0

I am trying to teach myself bioinformatics, arriving to the party by way of computer science and high performance computing. (Essentially, I'm trying to learn the biology.) I've recently discovered BioPython and so far think it's great, but I am curious if anybody could help me identify why the translate() method used in BioPython to convert sequence data to ORF candidates and amino protein chains is behaving differently than expected.

The following is from this year's DNA60 challenge, and it's to find all of the ORF's in a sequence and sort them, convert them to amino chains, and then take the 25th amino acid from the longest top 15 chains to spell out a phrase.

Here's the challenge: http://genomebiology.com/about/update/DNA60_TAGCGAC

So after doing some research, I settled on using the code directly out of the tutorial for finding and identifying ORF's using the translate method, found here:

http://www.bio-cloud.info/Biopython/en/ch16.html

Modifying it to print out the 25th amino acide for each chain, and sorting the output by chain length (using the linux command line tool "sort"), the output is entirely wrong.

Knowing what the answer was supposed to be, I could not figure out why this wasn't working. So I wrote my own script to do the ORF identification and and translation, sorted the output, and it worked! (Using NCBI table 1, min length of 25.)

So somehow, the ORF identification in the translate method is not working the way I think it should, and I was hoping somebody could tell me why. Below is my code for ORF identification in Python (and you pass in the reverse_complement for the second set of three frames)

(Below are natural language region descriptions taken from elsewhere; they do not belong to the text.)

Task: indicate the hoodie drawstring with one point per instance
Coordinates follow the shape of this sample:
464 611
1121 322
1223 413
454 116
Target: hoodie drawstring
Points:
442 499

def getORF(sequence, treshold, start_codons, stop_codons):
    start_codon_index = 0
    end_codon_index = 0
    start_codon_found = False

    orfs = []

        for j in range(0, 3):
        for indx in range(j, len(sequence), 3):
            current_codon = sequence[indx:indx+3]
            if current_codon in start_codons and not start_codon_found:
                start_codon_found = True
                start_codon_index = indx
            if current_codon in stop_codons and start_codon_found:
                end_codon_index = indx
                length = end_codon_index - start_codon_index + 3
                if length >= treshold * 3:
                    orfs.append(start_codon_index)
                    if length % 3 != 0:
                        #print "it's going to complain"
                    #print len(sequence)-end_codon_index-3                                                                                         
                    snippet = Seq(sequence[start_codon_index:end_codon_index])
                    proteins = Seq.translate(snippet)
                    if len(proteins) >= 25:
                        print "%i [%s]" % (length/3, proteins[24])
                start_codon_found = False

        start_codon_index = 0
        end_codon_index = 0
        start_codon_found = False

    return len(orfs), orfs

Pretty straightforward. Here's the rest of it:

f = open('genome.fa')
seqrecords = list(SeqIO.parse(f, 'fasta'))

rec = seqrecords[0]

seq = str(rec.seq)
comp_seq = str(rec.seq.reverse_complement())

start = ["ATG"]
stop = ["TAA","TAG","TGA"]

length_orf, orfs = getORF(seq, 25, start, stop)
length_orf_complement, orfs_complement = getComplementORF(comp_seq, 25, start, stop)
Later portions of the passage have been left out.